Based on the video with the “l’Afrique” example, I don’t understand why the different heads will have different values after training (will converge even if initialization is random).
I am trying to understand how will the different “questions” (what’s happening, who, etc) will be imposed on the model since the calculations are the same.
Are the q’s different for each head?
Because in self-attention, the q belonged to the term for which the Attention was being built.
As a much belated reply:
You can look at the different heads as quantitative indicators of different perspectives on meaning dependencies between words. The meaning of words in a text may depend in various ways on other words in the text. This can depend on multiple meanings of words, multiple wider contexts of a text, background understandings required to translate from an example to an output text during training, and so on.

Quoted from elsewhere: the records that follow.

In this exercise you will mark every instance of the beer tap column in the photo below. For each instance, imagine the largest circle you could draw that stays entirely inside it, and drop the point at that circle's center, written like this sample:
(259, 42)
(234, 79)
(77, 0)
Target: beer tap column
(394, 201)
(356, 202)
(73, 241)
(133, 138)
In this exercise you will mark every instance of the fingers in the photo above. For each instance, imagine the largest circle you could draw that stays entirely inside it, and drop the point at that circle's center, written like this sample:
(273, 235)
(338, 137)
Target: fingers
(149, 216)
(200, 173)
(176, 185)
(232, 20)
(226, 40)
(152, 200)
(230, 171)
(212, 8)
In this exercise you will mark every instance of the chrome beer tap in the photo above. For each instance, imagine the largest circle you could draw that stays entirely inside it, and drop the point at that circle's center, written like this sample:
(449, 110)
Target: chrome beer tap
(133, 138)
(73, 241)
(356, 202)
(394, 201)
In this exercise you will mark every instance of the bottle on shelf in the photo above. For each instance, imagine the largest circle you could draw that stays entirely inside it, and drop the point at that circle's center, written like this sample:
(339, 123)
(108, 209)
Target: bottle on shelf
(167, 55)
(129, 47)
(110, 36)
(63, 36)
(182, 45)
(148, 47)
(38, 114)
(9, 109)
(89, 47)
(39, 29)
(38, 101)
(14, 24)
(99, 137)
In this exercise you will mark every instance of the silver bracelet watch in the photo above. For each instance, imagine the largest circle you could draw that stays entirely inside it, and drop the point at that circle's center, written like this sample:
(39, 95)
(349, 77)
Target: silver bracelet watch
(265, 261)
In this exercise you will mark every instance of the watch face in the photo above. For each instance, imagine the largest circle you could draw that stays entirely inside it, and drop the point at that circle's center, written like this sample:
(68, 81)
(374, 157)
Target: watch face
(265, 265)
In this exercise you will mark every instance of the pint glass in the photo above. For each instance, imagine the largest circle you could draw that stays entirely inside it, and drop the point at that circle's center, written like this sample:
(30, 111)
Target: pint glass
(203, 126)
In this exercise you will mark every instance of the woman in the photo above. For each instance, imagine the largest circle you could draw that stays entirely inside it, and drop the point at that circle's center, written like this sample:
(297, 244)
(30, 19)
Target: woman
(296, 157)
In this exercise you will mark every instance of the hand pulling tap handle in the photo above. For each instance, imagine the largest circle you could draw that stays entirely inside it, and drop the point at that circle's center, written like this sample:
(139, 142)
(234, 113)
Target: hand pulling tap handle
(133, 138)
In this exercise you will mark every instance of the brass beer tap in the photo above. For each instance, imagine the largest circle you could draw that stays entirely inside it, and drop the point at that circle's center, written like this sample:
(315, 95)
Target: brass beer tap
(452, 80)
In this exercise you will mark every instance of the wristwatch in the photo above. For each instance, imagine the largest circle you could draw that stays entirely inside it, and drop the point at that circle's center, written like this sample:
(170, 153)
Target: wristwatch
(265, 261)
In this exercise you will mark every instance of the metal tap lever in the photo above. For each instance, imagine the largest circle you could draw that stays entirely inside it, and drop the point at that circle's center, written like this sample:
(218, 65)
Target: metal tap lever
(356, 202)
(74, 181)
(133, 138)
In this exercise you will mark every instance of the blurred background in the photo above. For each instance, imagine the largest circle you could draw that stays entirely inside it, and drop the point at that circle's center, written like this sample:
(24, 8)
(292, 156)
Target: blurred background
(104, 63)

A deeper understanding of this requires a discussion of the philosophy of language - in particular hermeneutics - but this lies outside the scope of the course.
As you can see in the video on self-attention and multi-head attention, the parameters determining the value of queries are calibrated during training and so these will differ between heads.
Thank you for your answer, I have the same trouble understanding why weight matrixes are different between different heads with the same q, k and v. Could I say heads’ differences are due to the gradient descent will converge with different weight matrixes? If that is the case, Is there any mechanism to prevent multi-head from ending up with the same weight matrix?
This issue has been discussed here. This discussion may also clarify.
Thank you so much, it’s really helpful.